2019 yerel seçimlerinde çok değişen bir şey olmayacak, ancak belki bu sistemi afişe etme olanağı doğacak. Fakat göstereceğin hedef yok. Cumhurbaşkanlığı yetkilerine ve kararnamelerine, bütün bu Kalkınma Ajansları’na, Kalkınma İzleme Ofisleri’ne, Politika Belirleme Kurulları’na baktığımızda, önümüzdeki yerel seçimlerin iktidarın güven oylamasından başka bir şey olmadığı açık. Muhalefete düşen görev, bunu bütün açıklığıyla halka anlatmak. Yerel yönetime gelmekle işin bitmeyeceğini, aslında büyük bir mücadelenin başlayacağını, hem bütçenize el konabileceğini, hem meclisinizi, idarenizi, çalıştıracağınız herkesi merkezin belirleyeceğini anlatmak gerekir.

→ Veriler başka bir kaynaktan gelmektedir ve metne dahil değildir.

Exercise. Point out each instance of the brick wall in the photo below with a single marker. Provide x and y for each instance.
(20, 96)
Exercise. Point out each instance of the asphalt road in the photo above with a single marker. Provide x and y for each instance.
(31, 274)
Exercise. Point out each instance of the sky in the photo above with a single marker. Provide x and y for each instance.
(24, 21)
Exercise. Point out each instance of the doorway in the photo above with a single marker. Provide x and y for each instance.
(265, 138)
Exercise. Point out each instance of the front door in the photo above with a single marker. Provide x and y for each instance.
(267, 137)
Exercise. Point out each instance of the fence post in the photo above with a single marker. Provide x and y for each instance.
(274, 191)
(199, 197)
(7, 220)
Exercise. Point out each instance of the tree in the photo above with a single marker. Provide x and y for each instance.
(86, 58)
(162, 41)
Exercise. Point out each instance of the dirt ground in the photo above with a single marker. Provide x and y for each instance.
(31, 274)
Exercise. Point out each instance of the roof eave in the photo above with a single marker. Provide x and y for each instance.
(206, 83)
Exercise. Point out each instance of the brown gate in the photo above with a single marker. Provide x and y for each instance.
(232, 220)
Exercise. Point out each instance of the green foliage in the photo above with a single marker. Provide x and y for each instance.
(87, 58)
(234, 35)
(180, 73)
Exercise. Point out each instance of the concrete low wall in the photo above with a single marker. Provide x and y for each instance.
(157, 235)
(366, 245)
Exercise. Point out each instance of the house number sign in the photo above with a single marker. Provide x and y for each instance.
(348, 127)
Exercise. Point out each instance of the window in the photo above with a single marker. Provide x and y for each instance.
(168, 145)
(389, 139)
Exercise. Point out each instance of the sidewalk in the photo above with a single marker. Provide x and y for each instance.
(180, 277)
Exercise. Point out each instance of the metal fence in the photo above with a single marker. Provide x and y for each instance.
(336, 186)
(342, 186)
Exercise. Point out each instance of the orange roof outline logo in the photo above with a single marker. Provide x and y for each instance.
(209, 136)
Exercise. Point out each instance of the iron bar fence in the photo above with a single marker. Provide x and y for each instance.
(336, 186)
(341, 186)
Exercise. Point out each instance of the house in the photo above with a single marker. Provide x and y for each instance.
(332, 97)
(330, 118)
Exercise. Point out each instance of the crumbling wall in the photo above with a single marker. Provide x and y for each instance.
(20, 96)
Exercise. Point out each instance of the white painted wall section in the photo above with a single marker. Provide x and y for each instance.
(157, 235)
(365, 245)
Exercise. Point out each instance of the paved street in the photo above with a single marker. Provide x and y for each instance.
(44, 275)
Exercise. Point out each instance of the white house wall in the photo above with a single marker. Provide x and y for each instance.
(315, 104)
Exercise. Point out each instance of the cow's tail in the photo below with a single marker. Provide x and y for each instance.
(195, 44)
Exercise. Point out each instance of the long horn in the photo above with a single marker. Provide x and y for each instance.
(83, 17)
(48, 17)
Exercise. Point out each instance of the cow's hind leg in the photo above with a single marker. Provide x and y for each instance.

Sahici bir şekilde önce kendimizle yüzleşip, kendimizle hesaplaşıp meydana çıkmaktan başka çare yok. Bu yerel seçimlerde hiçbir imkânımızın olmadığını, seçimlerin işimizi daha da güçleştireceğini düşünüyorum. Ayrışmaları artıracak, adaylar üzerinden kıyametler kopacak. Yeni bir siyaset yapma biçimi, dili, felsefesi bulmak lâzım. Ama gördüğüm odur ki, bu seçimlerden bir şey çıkmaz. Başarıya, kazanmaya odaklı anlayışı yıktık, yıktık. Bizim için şu anda en önemli şey kazanıp kazanmamak değil, süreci örgütleyebilmek, kendi manifestomuzu hazırlayabilmek. Buna da şimdiden başlamamız lâzım. Bildiğimiz gibi yapalım deme lüksümüzün olmadığını düşünüyorum. Kazanacağım diye çıkıp tekrar kaybettiğin anda gelecek umutsuzluk artık altından kalkılamayacak hale gelir. Kendi ruh sağlığımızı da düşünerek, “şu kişiyi çıkarırsak şurayı alırız”dan öte, biz varız, bunları diyoruz, diyeceğiz diyen ve kendi varlığını sürekli kılmaya çalışan bir hale girmemiz ve yeniden muhalefeti inşa etmemiz gerekiyor. İktidara gidecek yollar kapalı. Doğru dürüst iktidar talep edebilmemiz için iktidarı talep edecek hale gelecek bir ortak muhalefet zeminini inşa etme görevi var önümüzde. Krizi, işçi sınıfını, kadını, ekolojiyi ayırmadan, bütün bu mücadele alanlarının hepsinin birbirine bağlı olduğunu görerek, o alanların kendi öznelliklerini de kabul ederek yeniden bir manifesto inşa edebilmeliyiz. Saçılmazsak ve birbirimizle, başkalarıyla ilişkiyi doğru kurmaya adanırsak bunu becerebiliriz ve önemli bir adım atmış oluruz.